The bad news is that our election infrastructure appears to be woefully unprepared for massive turnout.

Harrison said staffing is low because it's increasingly hard to find people willing to be poll workers, a job that pays $130 for the day. He said the county advertised extensively through local service clubs and on the Internet but was only able to recruit and train about 500 poll workers county-wide. "We could easily use another hundred without batting an eye, maybe even more than that." - The Washington Post
Until we make election day a national holiday, there will always be a shortage of election workers and an abundance of impatient voters. As the man standing in front of me in line said this morning, "some of us have lives, you know!"

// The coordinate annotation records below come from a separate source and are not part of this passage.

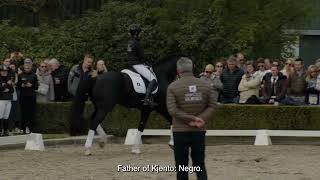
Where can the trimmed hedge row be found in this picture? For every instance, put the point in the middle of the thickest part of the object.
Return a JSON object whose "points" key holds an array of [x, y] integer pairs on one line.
{"points": [[53, 118]]}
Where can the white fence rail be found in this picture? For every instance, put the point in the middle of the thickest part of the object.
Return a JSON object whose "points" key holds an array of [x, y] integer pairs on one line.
{"points": [[262, 136]]}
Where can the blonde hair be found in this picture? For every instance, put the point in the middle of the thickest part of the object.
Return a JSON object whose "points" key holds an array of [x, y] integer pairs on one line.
{"points": [[209, 67]]}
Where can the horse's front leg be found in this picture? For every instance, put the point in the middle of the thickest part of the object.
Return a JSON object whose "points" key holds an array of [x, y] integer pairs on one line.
{"points": [[99, 117], [142, 124]]}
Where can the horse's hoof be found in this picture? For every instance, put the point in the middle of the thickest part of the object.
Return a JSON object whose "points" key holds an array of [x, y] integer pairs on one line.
{"points": [[87, 152], [102, 142], [135, 150]]}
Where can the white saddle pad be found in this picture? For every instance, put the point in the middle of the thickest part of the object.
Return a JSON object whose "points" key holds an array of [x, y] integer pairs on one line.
{"points": [[137, 82]]}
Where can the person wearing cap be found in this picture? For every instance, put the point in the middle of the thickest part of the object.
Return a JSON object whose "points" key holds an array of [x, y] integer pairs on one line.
{"points": [[212, 78], [45, 92], [230, 78], [6, 90], [249, 84], [190, 102], [288, 67], [27, 84], [60, 80], [33, 65]]}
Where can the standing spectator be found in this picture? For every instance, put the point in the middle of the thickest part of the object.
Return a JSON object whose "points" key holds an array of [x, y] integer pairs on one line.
{"points": [[190, 102], [27, 84], [34, 66], [274, 87], [267, 63], [6, 62], [288, 67], [14, 114], [101, 67], [80, 83], [241, 61], [249, 84], [17, 58], [230, 79], [60, 80], [217, 84], [312, 95], [6, 91], [297, 84], [207, 71], [45, 91], [210, 77]]}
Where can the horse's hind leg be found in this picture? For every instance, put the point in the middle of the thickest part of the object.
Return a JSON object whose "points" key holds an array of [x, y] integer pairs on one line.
{"points": [[142, 124], [100, 115]]}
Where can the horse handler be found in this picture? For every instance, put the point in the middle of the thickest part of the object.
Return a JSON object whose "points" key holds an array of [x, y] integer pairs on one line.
{"points": [[190, 102]]}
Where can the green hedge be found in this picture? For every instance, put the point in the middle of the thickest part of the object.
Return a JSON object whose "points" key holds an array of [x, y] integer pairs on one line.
{"points": [[53, 118]]}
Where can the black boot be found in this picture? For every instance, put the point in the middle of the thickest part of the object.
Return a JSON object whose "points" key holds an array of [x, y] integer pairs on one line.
{"points": [[148, 100], [1, 127]]}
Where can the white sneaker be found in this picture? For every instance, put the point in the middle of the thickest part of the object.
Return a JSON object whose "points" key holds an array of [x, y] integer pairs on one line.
{"points": [[27, 130], [87, 152]]}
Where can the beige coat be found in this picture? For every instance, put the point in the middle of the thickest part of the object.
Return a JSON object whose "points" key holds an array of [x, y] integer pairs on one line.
{"points": [[248, 87]]}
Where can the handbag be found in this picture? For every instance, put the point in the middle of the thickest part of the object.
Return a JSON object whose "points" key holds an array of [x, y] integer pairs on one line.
{"points": [[43, 89]]}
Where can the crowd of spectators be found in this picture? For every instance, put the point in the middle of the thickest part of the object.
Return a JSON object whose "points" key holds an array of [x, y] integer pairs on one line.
{"points": [[25, 83], [234, 80], [264, 81]]}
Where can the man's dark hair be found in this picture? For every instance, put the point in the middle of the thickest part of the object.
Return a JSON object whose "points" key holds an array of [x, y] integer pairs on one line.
{"points": [[260, 60], [299, 60], [88, 55]]}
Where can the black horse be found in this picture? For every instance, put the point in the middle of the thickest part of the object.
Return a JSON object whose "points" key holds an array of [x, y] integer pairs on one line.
{"points": [[114, 88]]}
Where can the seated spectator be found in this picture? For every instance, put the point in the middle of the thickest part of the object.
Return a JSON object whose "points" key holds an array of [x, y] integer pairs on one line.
{"points": [[45, 91], [297, 84], [101, 67], [60, 80], [27, 84], [230, 79], [261, 72], [312, 94], [288, 68], [6, 91], [208, 76], [249, 84], [274, 87]]}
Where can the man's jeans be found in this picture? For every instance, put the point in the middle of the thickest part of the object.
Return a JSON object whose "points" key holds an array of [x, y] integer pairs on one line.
{"points": [[182, 142]]}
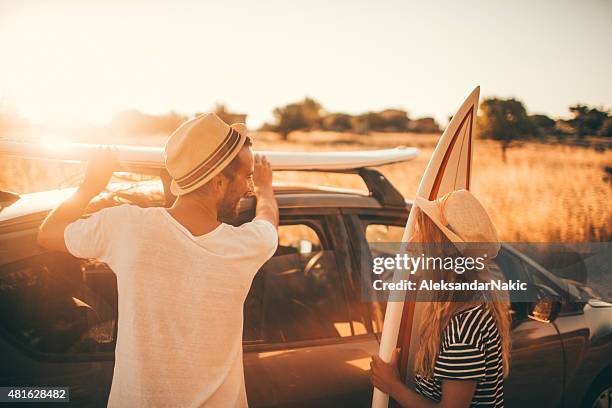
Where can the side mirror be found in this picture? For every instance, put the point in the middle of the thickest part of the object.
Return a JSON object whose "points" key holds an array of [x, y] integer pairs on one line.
{"points": [[547, 307]]}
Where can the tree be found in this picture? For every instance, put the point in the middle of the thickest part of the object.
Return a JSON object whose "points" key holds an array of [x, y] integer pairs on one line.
{"points": [[505, 120], [544, 124], [587, 121], [606, 128], [296, 116]]}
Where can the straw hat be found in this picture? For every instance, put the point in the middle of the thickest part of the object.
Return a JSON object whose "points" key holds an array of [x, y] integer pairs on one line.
{"points": [[199, 149], [464, 221]]}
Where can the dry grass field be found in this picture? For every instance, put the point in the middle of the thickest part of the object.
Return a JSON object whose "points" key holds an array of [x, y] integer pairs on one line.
{"points": [[543, 193]]}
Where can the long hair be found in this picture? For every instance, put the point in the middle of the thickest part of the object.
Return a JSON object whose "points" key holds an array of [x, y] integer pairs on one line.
{"points": [[445, 304]]}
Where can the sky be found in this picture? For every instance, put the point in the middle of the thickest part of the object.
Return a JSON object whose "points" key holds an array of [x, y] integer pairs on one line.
{"points": [[82, 61]]}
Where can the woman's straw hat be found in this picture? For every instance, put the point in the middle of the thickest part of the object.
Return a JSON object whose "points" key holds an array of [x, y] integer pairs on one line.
{"points": [[200, 149], [464, 221]]}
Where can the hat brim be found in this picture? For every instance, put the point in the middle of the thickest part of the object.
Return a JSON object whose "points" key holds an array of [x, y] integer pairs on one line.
{"points": [[176, 190]]}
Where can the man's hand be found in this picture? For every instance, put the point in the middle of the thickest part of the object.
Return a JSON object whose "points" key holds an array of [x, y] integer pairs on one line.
{"points": [[99, 171], [266, 209], [262, 177]]}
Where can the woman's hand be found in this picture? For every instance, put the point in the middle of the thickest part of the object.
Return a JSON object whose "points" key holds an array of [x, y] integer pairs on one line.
{"points": [[99, 171], [385, 376]]}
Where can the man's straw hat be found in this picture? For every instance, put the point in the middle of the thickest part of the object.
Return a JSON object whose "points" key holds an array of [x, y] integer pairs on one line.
{"points": [[464, 221], [200, 149]]}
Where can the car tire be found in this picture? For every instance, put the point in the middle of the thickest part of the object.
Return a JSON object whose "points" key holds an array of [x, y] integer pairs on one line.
{"points": [[600, 394]]}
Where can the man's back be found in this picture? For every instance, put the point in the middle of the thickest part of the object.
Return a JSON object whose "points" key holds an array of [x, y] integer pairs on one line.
{"points": [[180, 303]]}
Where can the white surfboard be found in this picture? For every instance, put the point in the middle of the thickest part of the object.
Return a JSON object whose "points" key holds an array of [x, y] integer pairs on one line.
{"points": [[449, 169], [134, 158]]}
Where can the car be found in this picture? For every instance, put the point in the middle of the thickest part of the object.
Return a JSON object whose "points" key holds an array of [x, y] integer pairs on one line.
{"points": [[308, 332]]}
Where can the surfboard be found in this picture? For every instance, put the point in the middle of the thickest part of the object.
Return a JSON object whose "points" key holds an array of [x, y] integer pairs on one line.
{"points": [[140, 158], [449, 169]]}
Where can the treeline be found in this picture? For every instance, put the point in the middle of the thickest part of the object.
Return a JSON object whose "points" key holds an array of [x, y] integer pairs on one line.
{"points": [[308, 114], [506, 120]]}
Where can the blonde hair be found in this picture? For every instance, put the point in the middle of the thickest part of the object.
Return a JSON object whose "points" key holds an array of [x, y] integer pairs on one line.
{"points": [[446, 304]]}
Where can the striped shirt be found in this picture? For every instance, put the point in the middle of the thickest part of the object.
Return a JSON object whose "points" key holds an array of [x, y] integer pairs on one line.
{"points": [[470, 350]]}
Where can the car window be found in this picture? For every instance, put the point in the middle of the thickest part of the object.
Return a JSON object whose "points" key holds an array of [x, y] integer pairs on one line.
{"points": [[381, 231], [48, 306], [297, 295]]}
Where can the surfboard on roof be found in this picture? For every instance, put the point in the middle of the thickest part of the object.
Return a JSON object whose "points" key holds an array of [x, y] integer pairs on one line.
{"points": [[152, 158]]}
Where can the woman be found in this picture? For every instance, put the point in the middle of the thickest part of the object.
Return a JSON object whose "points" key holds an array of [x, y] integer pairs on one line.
{"points": [[464, 343]]}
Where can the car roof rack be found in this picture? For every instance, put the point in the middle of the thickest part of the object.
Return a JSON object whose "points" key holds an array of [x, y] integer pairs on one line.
{"points": [[150, 160], [7, 198]]}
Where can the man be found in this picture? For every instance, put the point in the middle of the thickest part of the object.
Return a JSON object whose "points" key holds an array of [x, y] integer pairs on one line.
{"points": [[182, 276]]}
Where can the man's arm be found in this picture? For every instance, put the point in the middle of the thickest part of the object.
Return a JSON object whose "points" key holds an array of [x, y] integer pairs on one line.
{"points": [[267, 208], [99, 171]]}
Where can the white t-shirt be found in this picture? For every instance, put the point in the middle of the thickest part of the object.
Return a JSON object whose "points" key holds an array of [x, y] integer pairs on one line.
{"points": [[179, 341]]}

Let us put aside for the moment the issue of how voting and democracy is at the root of the ability to "have a life," and being willing to take approximately 0.01% of your year every four years to participate in choosing our leader - the de facto most powerful person on earth, a remarkable achievement in the history of civil society - would appear to be an incredibly small price to pay for the privilege of freedom and participatory government. The point made by the disgruntled voters today needs to be addressed, because regardless of how we should feel about voting, the way voters actually feel about voting is what drives turnout.

What are we going to do about long lines and voter frustration in November?

The county [Arlington] will "rethink" its approach for the November elections, Harrison added. "I don't know where we can get more people, but we are constantly after them," he said. "We'll be jumping up and down trying to get people who can work the polls." - The Washington Post
The most fundamental duty of a government in a representative democracy is to hold the elections that make it a representative democracy. That means enough workers and voting machines to make voting easy and available. That means investment in an election infrastructure that makes it obvious to all voters that our elections are the best-run, most transparent in the world. That means doing a lot more than has been done so far.

Perhaps the public financing checkbox on our taxes should be modified, so when we designate $3 to public financing of Presidential elections, the unused balance (since candidates rarely take public financing any more) is allocated to election infrastructure upgrades proportional to the amount of taxpayers in a state that check the box. Another proposal is for Veterans' Day and Election Day to be merged and made a universal national holiday so everyone can vote on the day we are reminded why voting is important.

Until the Federal government does more, we in Virginia need to do more to ensure that voting is not a burden but a blessing for the citizens of the Commonwealth. That means that counties like Loudoun will need to prepare for heavy turnout by increasing the number of poll workers, splitting the voter roll books into two (or three) sections at each polling place to allow faster processing of voters. It means the Assembly should invest money in purchasing more voting machines for the precincts which have the highest number of voters across the state.

And it means that this year, people like you and I should consider taking the day off on November 4th and volunteering to be a poll worker. We all need to do our part.